Aboutir à la construction d’une mosquée résulte surtout d’une volonté politique qui n’existe pas toujours ! Pour obtenir le permis de construire délivré par la mairie, les musulmans doivent la plupart du temps faire face à de nombreuses oppositions de la part des municipalités, mais aussi de populations généralement frileuses. À Limoges par exemple, après avoir mis un bail à disposition de la communauté musulmane, le maire a dû faire marche arrière : les riverains ont rassemblé 500 signatures et déposé une plainte contre le projet de construction. Mais selon Okacha Ben Ahmad, vice-secrétaire général de l’Union des organisations islamiques de France (UOIF), les fidèles ont choisi de convaincre les habitants de la ville : « Nous avons organisé une rencontre avec les rive-rains et grâce à ce dialogue, les travaux sont à présent quasiment achevés. »
Cependant, depuis quelques années, la situation évolue positivement, en raison du poids électoral grandissant des jeunes musulmans. Mais cela ne plaît pas à tout le monde ! « Parmi les candidats aux élections législatives, affirme Mohammed Abdoulbaki, certains ont utilisé la communauté musulmane. Et en son sein, certaines associations ont appelé à voter, ou non, pour tel ou tel candidat.»

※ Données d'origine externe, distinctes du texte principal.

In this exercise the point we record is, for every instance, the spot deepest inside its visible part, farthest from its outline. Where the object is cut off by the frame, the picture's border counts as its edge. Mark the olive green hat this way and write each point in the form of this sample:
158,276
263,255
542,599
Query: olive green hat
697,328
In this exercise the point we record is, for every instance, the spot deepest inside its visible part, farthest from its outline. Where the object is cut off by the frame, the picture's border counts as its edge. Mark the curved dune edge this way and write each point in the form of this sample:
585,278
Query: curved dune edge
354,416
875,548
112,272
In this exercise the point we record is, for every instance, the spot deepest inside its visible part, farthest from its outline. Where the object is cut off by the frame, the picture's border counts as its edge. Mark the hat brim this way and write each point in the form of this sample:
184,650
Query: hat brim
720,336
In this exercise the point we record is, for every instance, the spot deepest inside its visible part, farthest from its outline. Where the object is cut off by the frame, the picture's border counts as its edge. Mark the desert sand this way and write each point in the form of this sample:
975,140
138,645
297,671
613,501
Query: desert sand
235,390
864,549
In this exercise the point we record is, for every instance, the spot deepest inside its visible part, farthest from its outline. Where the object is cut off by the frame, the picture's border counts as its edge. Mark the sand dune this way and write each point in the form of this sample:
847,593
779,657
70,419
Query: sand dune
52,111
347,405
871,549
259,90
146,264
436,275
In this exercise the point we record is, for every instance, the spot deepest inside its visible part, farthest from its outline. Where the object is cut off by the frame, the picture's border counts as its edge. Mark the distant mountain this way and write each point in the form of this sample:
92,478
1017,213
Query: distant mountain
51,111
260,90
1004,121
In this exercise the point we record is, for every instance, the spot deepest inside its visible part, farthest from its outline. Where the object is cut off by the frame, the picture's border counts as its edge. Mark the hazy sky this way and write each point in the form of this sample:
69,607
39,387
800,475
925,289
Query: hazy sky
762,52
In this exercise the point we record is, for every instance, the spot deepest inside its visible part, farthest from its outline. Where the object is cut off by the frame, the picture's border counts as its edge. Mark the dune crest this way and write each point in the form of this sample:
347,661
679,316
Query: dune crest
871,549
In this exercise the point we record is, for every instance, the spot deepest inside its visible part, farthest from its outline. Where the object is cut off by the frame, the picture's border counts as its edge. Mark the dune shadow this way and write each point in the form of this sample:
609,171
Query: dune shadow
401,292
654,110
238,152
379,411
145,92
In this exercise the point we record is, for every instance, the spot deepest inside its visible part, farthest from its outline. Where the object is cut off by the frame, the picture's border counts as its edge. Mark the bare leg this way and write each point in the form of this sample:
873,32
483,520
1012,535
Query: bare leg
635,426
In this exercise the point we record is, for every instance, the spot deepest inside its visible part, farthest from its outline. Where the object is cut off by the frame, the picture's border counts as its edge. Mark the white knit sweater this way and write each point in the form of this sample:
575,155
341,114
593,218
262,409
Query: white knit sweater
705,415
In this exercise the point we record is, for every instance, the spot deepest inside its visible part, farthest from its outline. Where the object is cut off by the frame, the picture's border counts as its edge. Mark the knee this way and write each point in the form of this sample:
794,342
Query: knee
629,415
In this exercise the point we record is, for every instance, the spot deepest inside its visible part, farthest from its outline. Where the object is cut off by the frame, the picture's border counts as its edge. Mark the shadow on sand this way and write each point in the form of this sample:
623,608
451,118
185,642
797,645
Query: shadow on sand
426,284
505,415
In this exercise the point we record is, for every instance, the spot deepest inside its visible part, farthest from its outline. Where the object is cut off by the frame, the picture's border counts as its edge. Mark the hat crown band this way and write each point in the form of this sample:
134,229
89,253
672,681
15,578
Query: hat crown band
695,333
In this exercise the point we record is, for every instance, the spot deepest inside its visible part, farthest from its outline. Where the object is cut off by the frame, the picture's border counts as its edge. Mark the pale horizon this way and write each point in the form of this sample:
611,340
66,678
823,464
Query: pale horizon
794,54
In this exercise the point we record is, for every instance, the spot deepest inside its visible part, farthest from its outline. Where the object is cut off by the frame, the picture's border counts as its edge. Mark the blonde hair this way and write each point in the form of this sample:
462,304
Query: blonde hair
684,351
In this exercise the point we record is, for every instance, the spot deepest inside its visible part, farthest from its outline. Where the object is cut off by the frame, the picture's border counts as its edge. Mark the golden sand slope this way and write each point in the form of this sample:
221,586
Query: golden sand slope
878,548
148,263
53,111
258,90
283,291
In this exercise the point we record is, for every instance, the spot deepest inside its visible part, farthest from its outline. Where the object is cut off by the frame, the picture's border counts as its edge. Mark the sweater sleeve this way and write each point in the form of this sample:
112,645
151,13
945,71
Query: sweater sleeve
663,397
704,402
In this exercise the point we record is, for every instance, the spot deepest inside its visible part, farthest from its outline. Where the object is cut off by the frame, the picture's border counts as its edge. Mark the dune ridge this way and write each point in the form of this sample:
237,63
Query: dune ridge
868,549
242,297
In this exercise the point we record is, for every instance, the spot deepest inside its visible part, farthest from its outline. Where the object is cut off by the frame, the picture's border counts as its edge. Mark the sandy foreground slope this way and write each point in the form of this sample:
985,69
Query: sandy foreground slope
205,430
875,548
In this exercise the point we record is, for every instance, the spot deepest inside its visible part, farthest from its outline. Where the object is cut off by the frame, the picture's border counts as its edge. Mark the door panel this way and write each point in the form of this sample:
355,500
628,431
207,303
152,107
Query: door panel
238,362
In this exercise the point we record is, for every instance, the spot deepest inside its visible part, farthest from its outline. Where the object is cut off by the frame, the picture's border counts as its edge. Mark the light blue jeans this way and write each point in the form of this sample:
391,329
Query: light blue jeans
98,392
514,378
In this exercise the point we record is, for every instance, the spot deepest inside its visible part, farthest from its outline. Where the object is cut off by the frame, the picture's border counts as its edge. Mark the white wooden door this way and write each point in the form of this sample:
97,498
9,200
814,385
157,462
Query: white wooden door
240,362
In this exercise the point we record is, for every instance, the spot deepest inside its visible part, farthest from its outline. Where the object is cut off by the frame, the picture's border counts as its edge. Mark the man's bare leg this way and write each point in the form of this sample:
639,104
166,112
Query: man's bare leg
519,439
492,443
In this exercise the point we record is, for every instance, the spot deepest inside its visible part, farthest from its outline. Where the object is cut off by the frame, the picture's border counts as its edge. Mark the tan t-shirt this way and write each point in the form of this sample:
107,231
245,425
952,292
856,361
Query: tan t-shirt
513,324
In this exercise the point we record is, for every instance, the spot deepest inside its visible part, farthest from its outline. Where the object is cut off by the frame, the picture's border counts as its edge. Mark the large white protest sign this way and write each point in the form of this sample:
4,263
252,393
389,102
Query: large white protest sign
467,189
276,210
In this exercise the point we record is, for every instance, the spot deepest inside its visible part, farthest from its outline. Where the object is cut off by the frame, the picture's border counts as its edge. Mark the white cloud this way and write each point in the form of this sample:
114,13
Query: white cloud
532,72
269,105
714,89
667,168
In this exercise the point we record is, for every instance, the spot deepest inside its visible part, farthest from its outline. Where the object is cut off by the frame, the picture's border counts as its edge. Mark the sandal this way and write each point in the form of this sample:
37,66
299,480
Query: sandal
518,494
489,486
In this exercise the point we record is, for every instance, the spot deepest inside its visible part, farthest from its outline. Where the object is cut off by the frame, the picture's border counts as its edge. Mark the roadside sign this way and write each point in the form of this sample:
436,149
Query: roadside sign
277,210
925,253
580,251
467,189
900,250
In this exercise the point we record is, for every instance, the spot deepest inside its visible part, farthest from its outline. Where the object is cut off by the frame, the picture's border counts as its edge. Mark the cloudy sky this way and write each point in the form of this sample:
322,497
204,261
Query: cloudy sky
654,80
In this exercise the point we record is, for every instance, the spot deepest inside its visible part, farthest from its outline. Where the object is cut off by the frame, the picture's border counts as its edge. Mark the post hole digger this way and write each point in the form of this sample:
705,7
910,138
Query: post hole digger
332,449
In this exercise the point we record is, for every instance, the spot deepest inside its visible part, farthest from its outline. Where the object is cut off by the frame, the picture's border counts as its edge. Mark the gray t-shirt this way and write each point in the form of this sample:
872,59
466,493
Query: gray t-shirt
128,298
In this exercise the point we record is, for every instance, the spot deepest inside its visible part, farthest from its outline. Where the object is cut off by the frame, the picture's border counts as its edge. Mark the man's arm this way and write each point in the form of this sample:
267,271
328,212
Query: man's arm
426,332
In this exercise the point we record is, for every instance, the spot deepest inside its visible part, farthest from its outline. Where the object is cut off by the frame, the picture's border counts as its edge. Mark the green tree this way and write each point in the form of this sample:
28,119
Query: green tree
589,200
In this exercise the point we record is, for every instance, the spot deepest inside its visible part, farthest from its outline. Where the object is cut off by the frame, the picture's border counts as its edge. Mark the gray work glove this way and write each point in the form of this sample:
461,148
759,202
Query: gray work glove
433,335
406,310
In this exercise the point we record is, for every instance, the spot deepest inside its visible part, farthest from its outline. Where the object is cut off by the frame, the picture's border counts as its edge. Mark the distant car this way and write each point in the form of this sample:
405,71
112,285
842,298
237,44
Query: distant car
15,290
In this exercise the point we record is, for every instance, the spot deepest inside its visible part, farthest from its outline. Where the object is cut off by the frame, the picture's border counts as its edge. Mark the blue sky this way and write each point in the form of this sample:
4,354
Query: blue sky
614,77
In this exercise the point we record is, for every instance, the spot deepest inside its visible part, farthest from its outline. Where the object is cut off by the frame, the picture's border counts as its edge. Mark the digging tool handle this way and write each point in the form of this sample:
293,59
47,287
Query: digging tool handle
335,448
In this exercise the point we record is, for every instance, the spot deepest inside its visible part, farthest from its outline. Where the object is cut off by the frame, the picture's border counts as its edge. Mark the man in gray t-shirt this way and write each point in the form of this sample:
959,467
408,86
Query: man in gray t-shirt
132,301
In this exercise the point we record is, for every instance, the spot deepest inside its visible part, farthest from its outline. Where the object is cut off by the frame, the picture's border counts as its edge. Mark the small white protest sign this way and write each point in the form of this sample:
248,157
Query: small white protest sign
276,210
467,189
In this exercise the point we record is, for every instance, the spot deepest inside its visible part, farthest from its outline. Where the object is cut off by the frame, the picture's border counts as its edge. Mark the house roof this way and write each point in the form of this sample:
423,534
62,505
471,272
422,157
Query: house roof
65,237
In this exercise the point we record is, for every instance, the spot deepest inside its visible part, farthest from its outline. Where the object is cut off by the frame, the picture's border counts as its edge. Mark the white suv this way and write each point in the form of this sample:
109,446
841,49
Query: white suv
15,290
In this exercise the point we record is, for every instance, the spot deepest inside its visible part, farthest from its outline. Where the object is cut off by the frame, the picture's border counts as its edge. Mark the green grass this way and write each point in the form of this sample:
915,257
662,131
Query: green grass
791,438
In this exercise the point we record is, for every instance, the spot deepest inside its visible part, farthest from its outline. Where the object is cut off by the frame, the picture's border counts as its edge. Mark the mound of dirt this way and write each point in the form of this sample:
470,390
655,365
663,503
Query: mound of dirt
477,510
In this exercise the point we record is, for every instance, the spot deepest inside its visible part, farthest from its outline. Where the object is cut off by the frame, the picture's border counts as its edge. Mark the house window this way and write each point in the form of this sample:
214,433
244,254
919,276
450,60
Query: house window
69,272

Quand les associations musulmanes se retrouvent à la tête d’un projet de construction, sont-elles seules face à la conception dudit projet, aux obstacles financiers et aux enjeux administratifs ? Le Conseil français du culte musulman (CFCM), dont le rôle est de régulariser les questions liées à la pratique religieuse, semble avoir pris une certaine distance avec cette question. Pourtant, la construction des mosquées faisait partie des objectifs énoncés par le CFCM lors de sa création en 2003. Si le Conseil est aujourd’hui en retrait, c’est en raison de querelles internes : « Nous connaissons de nombreuses divisions, qui nous paralysent. Mais il est évident qu’un jour, nous devrons mettre en place une commission chargée de régler cette question », affirme le délégué général du CFCM, Chems-eddine Hafiz.
Pour l’instant, les projets de construction sont pris en charge par des fédérations, telles que l’UOIF ou la Fédération nationale des musulmans de France (FNMF). Selon le vice-secrétaire général de l’UOIF, « faciliter la pratique religieuse des musulmans est l’essence même de notre organisation. Nous accompagnons donc cette sorte de projets un peu partout en France ». L’UOIF entend faire disparaître les salles de prières installées dans les caves de HLM, et souhaite que la communauté musulmane, visible dans la société, ait des lieux de culte qui soient également visibles dans le paysage urbain. Quant à la FNMF, elle joue un rôle de médiateur : « Nous sommes les intermédiaires entre les pouvoirs publics et l’association à la tête du projet », affirme M. Merzak, délégué général de la Fédération.